By Rob Gray, correspondent
AMES — Jalen Travis stood tall amid the freezing throng of fans and beamed.
As Iowa State’s fans celebrated, the 6-7, 340-pound Princeton graduate-turned-anchor on the No. 16 Cyclones’ offensive line soaked in the scene, reveling in the frost-tinged afterglow of a 29-21 triumph over Kansas State that helped land his team in Saturday’s 11 a.m. Big 12 title game at AT&T Stadium in Arlington, Texas.
Fans flooded the field in Travis’s last game at Jack Trice Stadium — and it was a new and wondrous experience for ISU’s accomplished left tackle.
“No field stormings at Princeton,” the grad transfer said with a grin.
Not even after a big win over Harvard or Yale?

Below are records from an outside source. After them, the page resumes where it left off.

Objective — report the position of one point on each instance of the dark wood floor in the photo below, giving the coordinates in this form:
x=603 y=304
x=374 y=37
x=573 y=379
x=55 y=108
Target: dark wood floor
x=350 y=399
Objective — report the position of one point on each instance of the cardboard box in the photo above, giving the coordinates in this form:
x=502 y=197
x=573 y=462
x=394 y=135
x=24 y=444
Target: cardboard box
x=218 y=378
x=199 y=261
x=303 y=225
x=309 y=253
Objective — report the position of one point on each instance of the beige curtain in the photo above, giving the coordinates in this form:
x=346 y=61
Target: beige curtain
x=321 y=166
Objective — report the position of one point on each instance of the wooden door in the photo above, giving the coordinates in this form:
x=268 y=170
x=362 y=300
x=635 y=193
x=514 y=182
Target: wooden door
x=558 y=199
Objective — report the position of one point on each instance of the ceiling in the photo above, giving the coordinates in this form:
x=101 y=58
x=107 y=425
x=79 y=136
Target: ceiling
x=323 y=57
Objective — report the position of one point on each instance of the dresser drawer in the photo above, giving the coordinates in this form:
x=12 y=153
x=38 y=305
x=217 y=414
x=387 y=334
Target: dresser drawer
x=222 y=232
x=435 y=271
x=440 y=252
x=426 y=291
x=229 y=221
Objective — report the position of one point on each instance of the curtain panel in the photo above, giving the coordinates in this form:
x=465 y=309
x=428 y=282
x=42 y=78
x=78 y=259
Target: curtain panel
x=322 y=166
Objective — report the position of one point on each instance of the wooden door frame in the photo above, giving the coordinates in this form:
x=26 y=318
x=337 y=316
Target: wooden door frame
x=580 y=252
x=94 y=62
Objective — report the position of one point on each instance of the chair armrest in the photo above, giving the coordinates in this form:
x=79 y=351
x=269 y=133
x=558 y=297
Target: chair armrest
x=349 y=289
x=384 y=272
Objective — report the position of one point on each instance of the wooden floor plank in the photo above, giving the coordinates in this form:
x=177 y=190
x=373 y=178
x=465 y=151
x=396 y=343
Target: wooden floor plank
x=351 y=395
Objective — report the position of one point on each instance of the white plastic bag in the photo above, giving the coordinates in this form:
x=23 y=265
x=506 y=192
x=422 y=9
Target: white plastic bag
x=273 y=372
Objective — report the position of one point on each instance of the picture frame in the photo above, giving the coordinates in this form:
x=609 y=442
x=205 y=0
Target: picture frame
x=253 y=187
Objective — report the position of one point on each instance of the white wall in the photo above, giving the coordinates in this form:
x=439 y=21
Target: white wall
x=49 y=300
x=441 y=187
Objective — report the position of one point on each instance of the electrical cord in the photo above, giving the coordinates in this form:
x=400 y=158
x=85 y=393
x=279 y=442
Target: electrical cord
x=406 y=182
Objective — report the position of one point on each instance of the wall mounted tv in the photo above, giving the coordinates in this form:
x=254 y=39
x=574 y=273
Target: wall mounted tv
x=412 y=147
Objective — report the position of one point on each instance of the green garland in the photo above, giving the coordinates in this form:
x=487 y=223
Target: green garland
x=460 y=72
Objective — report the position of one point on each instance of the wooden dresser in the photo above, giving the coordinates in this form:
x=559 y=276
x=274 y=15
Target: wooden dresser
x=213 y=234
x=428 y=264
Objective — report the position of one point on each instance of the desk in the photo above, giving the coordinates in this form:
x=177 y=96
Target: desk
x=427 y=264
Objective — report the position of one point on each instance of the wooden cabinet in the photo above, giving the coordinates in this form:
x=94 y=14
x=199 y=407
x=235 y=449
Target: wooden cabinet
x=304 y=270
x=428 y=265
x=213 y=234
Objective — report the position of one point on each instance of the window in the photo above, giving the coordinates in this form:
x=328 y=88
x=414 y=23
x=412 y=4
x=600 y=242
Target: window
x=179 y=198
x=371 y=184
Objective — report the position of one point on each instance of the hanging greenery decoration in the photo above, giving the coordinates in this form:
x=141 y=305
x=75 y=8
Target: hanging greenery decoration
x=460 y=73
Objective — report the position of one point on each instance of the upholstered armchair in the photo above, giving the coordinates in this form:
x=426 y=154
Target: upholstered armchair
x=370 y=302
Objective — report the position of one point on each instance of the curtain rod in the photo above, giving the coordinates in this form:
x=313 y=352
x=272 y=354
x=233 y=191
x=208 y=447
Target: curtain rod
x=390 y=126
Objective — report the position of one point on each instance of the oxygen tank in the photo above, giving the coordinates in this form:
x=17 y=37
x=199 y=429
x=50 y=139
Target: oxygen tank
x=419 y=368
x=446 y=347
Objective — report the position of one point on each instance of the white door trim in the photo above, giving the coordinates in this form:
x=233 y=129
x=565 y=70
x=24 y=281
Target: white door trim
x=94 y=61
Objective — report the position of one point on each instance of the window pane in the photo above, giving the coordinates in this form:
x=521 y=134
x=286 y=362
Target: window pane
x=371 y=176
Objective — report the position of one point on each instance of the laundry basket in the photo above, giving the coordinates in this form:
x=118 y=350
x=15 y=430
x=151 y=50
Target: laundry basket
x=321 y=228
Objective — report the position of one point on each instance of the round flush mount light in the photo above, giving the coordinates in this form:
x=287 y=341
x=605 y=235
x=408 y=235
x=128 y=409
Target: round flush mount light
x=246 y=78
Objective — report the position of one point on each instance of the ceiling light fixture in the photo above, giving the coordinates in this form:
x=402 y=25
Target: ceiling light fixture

“Right?” Travis joked. “Right?”
Preseason prognosticators would have considered it “wrong” to slot the Cyclones (10-2) and No. 15 Arizona State (10-2) into the Big 12 Championship, but there they are in what Las Vegas oddsmakers consider a pick ‘em game at the home of the Dallas Cowboys. The Sun Devils opened as 2.5-point favorites, so expect both teams’ fanbases to be wringing their hands deep into the fourth quarter with a spot in the expanded 12-team College Football Playoff on the line.
“Our sport is a journey through 12 guaranteed weeks of a football season and finding consistency, which is why college football is so entertaining, because it’s so inconsistent to watch,” said ISU head coach Matt Campbell, who also led his team to the 2020 league title game before falling, 27-21, to Oklahoma. “You just don’t know what you’re gonna get every week. I think one thing I would hope when you turn our football team one, boy, every time they touch the field it may not always be perfect, but the consistency of attitude, effort and strain to go win the football game as a team, that’s been what we’ve kind of tried to build our foundation on.”
Consider that building a multi-level structure now, and a possible skyscraper by the time this season’s over. And it’s the quest for consistency that forms the brick and mortar of that construction process — and nowhere is that more evident than on the Cyclones’ offensive line.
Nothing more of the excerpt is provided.